Ülkemizde olduğu gibi hidatik kistin yaygın olduğu bölgelerde, kesin tanı konulmamış akciğer yaralarında kist hidatik mutlaka akla getirilmeli ve bu tür durumlarda endoskopik – torakoskopik müdahale minimal invaziv bir girişim olması, hastane yatış süresinin kısa olması ve konforlu bir ameliyat sonrası dönem sağlaması nedeni ile ilk planda uygulanmalıdır.

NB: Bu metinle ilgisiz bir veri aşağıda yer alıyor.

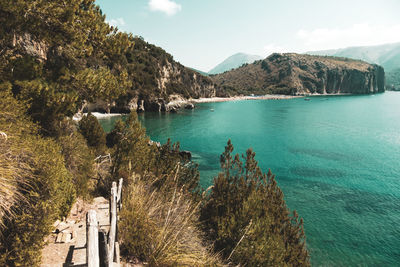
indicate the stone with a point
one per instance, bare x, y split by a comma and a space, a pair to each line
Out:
189, 106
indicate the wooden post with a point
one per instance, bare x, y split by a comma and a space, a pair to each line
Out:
92, 239
117, 253
113, 226
119, 194
103, 249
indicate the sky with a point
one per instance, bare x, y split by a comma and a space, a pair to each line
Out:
202, 33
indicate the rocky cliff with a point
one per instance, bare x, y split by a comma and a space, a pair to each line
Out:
297, 74
159, 82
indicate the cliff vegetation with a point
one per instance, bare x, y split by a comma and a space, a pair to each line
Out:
295, 74
57, 57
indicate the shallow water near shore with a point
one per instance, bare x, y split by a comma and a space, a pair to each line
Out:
337, 160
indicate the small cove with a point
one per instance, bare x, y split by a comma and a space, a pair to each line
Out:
336, 159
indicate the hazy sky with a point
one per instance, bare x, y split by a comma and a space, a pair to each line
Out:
202, 33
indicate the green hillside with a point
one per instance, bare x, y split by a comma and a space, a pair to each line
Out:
234, 62
387, 55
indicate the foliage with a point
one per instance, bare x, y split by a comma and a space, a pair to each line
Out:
47, 190
246, 215
132, 152
135, 153
94, 134
159, 226
78, 158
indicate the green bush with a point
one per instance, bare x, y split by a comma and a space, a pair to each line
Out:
95, 136
160, 226
47, 190
78, 158
247, 218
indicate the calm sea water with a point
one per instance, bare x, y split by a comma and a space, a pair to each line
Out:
337, 160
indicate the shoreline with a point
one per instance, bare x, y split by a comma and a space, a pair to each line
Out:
98, 115
240, 98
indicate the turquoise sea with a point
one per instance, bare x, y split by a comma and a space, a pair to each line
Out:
337, 160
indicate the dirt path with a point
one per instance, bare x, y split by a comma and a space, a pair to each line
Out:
66, 246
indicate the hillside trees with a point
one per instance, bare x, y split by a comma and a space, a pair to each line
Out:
247, 218
35, 169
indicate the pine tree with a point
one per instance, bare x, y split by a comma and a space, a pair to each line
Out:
246, 216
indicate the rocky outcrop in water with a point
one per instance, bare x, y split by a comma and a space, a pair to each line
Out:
296, 74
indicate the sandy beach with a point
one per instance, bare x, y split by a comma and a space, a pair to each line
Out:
238, 98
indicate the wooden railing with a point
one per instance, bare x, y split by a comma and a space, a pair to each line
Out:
106, 252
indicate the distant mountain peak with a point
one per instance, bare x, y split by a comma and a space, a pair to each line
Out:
233, 62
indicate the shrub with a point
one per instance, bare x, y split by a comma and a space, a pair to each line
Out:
159, 226
132, 151
78, 159
94, 134
47, 189
246, 215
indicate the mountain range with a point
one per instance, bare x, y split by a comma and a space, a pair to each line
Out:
387, 55
234, 62
302, 74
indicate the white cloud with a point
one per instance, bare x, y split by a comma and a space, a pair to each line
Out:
273, 48
356, 35
166, 6
117, 22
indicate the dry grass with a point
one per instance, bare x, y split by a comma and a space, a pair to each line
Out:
13, 170
159, 226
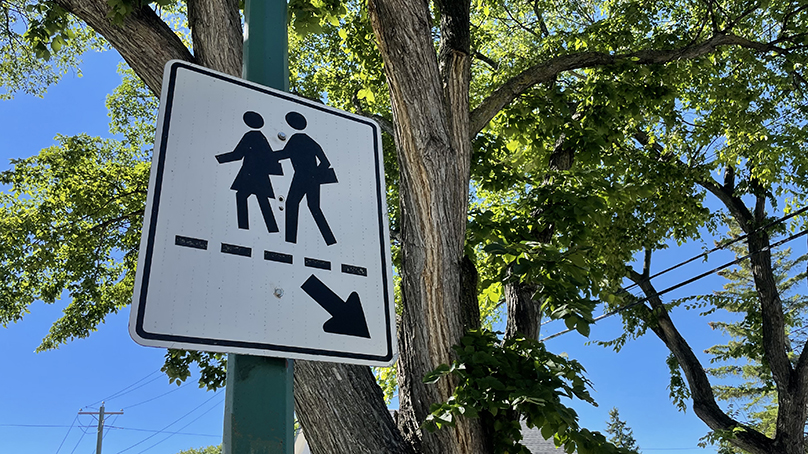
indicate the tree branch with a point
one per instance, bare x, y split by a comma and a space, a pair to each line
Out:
217, 34
704, 404
143, 40
548, 70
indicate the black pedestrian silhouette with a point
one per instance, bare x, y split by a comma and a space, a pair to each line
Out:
258, 163
305, 153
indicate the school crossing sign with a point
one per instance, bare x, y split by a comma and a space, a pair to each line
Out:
265, 229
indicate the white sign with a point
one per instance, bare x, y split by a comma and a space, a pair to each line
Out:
265, 230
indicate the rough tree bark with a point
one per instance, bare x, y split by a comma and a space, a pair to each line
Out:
433, 130
434, 152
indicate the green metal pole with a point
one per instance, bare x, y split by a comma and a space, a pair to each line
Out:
259, 401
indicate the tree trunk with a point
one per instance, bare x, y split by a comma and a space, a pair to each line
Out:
346, 412
434, 164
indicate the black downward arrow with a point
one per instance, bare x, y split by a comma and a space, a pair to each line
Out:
347, 317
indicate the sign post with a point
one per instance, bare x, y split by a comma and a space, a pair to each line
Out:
259, 395
265, 233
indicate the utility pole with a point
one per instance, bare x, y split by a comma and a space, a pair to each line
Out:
259, 403
101, 413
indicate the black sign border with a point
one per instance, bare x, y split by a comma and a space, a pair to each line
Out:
147, 262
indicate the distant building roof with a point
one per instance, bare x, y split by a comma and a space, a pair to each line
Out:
533, 440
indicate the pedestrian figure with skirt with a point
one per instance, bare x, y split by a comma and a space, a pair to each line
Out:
258, 163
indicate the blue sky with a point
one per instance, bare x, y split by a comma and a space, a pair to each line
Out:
42, 393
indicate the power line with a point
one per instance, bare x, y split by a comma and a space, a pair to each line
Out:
189, 423
175, 421
707, 253
127, 390
77, 443
68, 433
157, 397
156, 431
683, 283
729, 243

Akciğer kist hidatiği nedeniyle ameliyat edilen hastalarda ölüm bildirilmemiştir. Bazı hasta serilerinde ise ameliyat esnasında ve sonrasında ölüm oranları %0.2 ile %1.7 arasında verilmektedir. Ekinokok hastalığının esas tedavisi kistlerin cerrahi olarak çıkarılmasıdır. Koruyucu cerrahi yaklaşımlar güvenilir yöntemlerdir, ve hastaların çok büyük bir kısmında etkin bir yaklaşımdır. Bu nedenle akciğerin tamamının, veya bir kısmının çıkarıldığı (pnömonektomi, lobektomi veya segmentektomi) radikal doku kaybına neden olabilecek işlemlerden kaçınılmalıdır.
Kaynaklar
Cangir AK, Sahin E, Enon S, et al. Surgical treatment of pulmonary hydatid cysts in children. J Pediatr Surg 2001;36:917-20.
Sahin E, Enon S, Cangir AK, et al. Single-stage transthoracic approach for right lung and liver hydatid disease. J Thorac Cardiovasc Surg 2003;126:769-73.
Topcu S, Kurul IC, Tastepe I, Bozkurt D, Gulhan E, Cetin G. Surgical rreatment of pulmonary hydatid cysts in children. J Thorac Cariovas Surg 2000;120:1097-101.
Anadol D, Gocmen A, Kiper N, et al. Hydatid disease in childhood: A retrospective analysis of 376 cases. Pediatr Pulmonol 1998;26:190-6.
Burgos R, Varela A, Castedo E, et al. Pulmonary hydatidosis: Surgical treatment and follow-up of 240 cases. J Eur J Cardiothorac Surg 1999;16:628-34.
Paterson HS, Blyth DF. Thoracoscopic evacuation of dead hydatid cysts. J Thorac Cardiovasc 1996;111:1280-1.